How do neurologists compare? In an earlier report by Cyber Dialogue, conducted in the summer of 2000, 21 percent of all neurologists claimed to have a PDA compared with 19 percent of physicians overall.

Neurologists are using PDAs to access reference sources, prescribe medications, communicate with colleagues, improve coding, capture charges for billing, and track patient information. Handheld devices are helping us keep up with the latest information in our field. By providing valuable tools at the point of care, they enhance medical decision-making and help us practice more efficiently.

For this article, neurologists spoke to Neurology Today about how they are using PDAs to streamline their practices. George Morris, MD, for example, an epileptologist at the Regional Epilepsy Program at St. Luke's Hospital in Milwaukee, is presently beta testing a PDA, which substitutes for the laptop he had previously used for programming vagus nerve stimulators (VNS).


Dr. Orly Avitzur

He calls the transformation “miraculous.” Settings on his handheld are selected to send information to a programming wand, which generates a radiofrequency signal to a device that applies intermittent signals to the left vagus nerve.

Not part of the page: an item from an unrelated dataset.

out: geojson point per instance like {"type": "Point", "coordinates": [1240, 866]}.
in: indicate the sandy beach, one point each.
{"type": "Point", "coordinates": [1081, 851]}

Dr. Morris says that, due to its compactness, “the handheld is an obviously excellent choice compared with the much heavier, more cumbersome laptop.” It also programs the VNS faster (has no moving parts and requires no boot-up), provides much longer battery life (eight hours continuous use), and has a very large storage capacity (32 megabytes). Unlike most physicians, who are initially drawn to a PDA for its non-medical uses, Dr. Morris began to use a handheld for scheduling and other routine features only after experiencing the appeal of this novel medical application.


Prescription writing is one of the most helpful applications transformed for digital tools. In fact, the follow-up report from the Institute of Medicine trial on medical errors, which was released last March, recommended a greater use of information technology; automated medication order entry systems that can reduce errors in prescribing and dosing drugs; and computerized reminders that can help both patients and clinicians identify needed services.


Shown here is a display of downloadable options and programs available on a PDA.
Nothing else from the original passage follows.